What is art?
Sometimes, that question leads you on a deeply philosophical journey about things like historical and contemporary context. There's often some commentary about producing work that appeals to the masses, versus doing art for its own sake, and allowing (or helping) the right audience to find it. You'll also typically find some hand-wringing about skill versus luck, and artistic intent versus pure chance.
To be clear, I've had those conversations. I've dived head-first into those philosophical journeys (sometimes even on this blog, like this or this or this). And the constant tensions between popularity and individuality, and between intent and chance, are tensions that I feel every single day.
But sometimes, you sit down, and are greeted by your presenter for the evening, Joshua J. Ladgrove. Sometimes the presenter gets things moving by squeezing some toothpaste onto a banana, eating that banana with the peel on, and then chugging some Listerine, and that's when you know you're in for a wild-ass ride.
Sometimes, you only recognize art in hindsight.
Let me tell you about life as a trainee bilge pump salesman. It's… intense… and peculiar… Ironically enough for a post like this one, our training started off with some philosophy as well. Also, I forgot to mention that before the Listerine, Joshua flossed and then ended up with blood down the entire front of his shirt. Thankfully, he flipped it around backwards to… umm…
Yeah, so life as a trainee bilge pump salesman is kind of weird. The structure of the show, if you could call it that, was to follow each absurd premise with an even more absurd conclusion, followed by a completely… uhh… rational? decision that followed from that conclusion. And then the cycle would just repeat. That's how Joshua drew us into his world. One of the first steps in becoming the world's best bilge pump salesman was letting go of the world that you once knew.
Our training continued with the Circle of Sell. We needed to be selling 60 seconds every minute, 60 minutes every hour, and 24 hours every day. And we needed to think about the challenge of selling bilge pumps from every perspective covered by the Five "W"s. Joshua then illustrated one of those Five "W"s — that being "how?", of course… — by demonstrating his adult-sized baby technique on some unwitting volunteers from the crowd.
It went kind of like this:
Joshua unexpectedly jumps into the arms of the volunteers…
Joshua: I'm dressed up as a baby to sell bilge pumps. Now why would I do that?
Volunteers, through laughter: Uhh… I don't know?
Joshua: So… would you like to buy some bilge pumps?
It stands to reason that this is when Joshua was taken over by the devil…

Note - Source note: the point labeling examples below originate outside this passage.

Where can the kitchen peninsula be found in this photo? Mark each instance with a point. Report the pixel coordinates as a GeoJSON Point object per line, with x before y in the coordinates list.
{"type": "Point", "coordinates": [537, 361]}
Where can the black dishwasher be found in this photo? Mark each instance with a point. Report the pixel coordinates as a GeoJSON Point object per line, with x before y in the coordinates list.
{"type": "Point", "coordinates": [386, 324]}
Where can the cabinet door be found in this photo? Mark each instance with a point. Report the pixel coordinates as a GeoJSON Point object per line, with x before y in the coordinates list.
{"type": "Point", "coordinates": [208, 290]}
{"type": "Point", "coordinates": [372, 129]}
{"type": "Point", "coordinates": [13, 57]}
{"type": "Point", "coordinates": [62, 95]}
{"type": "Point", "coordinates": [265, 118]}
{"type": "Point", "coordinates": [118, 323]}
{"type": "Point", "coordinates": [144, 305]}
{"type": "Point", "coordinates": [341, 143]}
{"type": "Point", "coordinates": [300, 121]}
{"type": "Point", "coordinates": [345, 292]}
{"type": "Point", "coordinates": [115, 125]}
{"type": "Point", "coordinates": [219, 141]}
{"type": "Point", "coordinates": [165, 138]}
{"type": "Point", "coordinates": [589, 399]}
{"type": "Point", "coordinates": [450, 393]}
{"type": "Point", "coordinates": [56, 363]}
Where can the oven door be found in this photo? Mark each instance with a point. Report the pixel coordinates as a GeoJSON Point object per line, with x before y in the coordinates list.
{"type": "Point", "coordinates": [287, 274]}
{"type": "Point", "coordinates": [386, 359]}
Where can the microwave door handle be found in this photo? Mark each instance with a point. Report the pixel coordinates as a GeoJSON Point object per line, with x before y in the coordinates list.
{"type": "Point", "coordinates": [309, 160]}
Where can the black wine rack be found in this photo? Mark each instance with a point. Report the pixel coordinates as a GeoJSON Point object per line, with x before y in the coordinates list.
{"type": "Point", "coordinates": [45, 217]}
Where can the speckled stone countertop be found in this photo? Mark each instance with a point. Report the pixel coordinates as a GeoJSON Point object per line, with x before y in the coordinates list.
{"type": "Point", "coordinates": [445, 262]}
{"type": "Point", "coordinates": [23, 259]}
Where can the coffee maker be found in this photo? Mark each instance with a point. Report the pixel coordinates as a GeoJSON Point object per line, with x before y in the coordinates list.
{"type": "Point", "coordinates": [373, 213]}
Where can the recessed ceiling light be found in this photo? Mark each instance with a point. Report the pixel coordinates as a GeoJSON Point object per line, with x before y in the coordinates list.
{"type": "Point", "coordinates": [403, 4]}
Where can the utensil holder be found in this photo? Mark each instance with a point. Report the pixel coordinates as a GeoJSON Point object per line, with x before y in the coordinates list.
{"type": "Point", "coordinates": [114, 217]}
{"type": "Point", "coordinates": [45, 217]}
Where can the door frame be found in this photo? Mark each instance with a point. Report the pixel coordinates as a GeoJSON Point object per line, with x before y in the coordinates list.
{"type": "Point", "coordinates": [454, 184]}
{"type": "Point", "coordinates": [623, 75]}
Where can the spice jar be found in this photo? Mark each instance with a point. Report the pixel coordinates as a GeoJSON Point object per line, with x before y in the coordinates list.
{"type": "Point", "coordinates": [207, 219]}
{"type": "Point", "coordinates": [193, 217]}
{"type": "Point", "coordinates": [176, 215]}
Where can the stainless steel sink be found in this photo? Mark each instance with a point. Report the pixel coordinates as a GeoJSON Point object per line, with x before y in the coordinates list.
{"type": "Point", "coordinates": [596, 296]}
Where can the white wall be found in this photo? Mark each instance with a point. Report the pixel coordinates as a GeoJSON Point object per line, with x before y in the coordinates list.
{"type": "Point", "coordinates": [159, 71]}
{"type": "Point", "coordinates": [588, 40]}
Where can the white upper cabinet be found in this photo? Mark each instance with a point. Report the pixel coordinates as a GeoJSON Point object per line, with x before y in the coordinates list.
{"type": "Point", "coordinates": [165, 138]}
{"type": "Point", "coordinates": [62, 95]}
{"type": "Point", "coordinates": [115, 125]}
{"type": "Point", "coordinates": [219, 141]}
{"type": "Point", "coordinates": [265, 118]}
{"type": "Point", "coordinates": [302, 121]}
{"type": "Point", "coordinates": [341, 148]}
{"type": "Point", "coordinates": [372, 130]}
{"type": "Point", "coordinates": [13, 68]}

And that, by the end of the show, when we trainees finally got to get a peek at an actual, honest-to-goodness bilge pump, what Joshua removed from the box was actually a tiny little demon baby…
That promptly peed blood all over him…
In closing, Joshua congratulated us on our successful training as enterprising bilge pump salespeople, and reminded us to always remember that the real bilge pump demon baby is in our heart. The end.
After the show, my friend and I left to get something to eat, and ended up at a restaurant in Melbourne's Chinatown. After eating, we had just paid and stood up to leave when who should walk through the door but the diabolical salesman himself, still wearing his bloody shirt and somewhat blood-stained pants, and with blood stains still on his neck from the demon baby "shower." I did a double-take, and then one more for good measure, before I believed what my eyes were telling me.
Sometimes the beauty of chance, in art, is that after the devil brings you into his world, the real world might seem a little more absurd than it did before.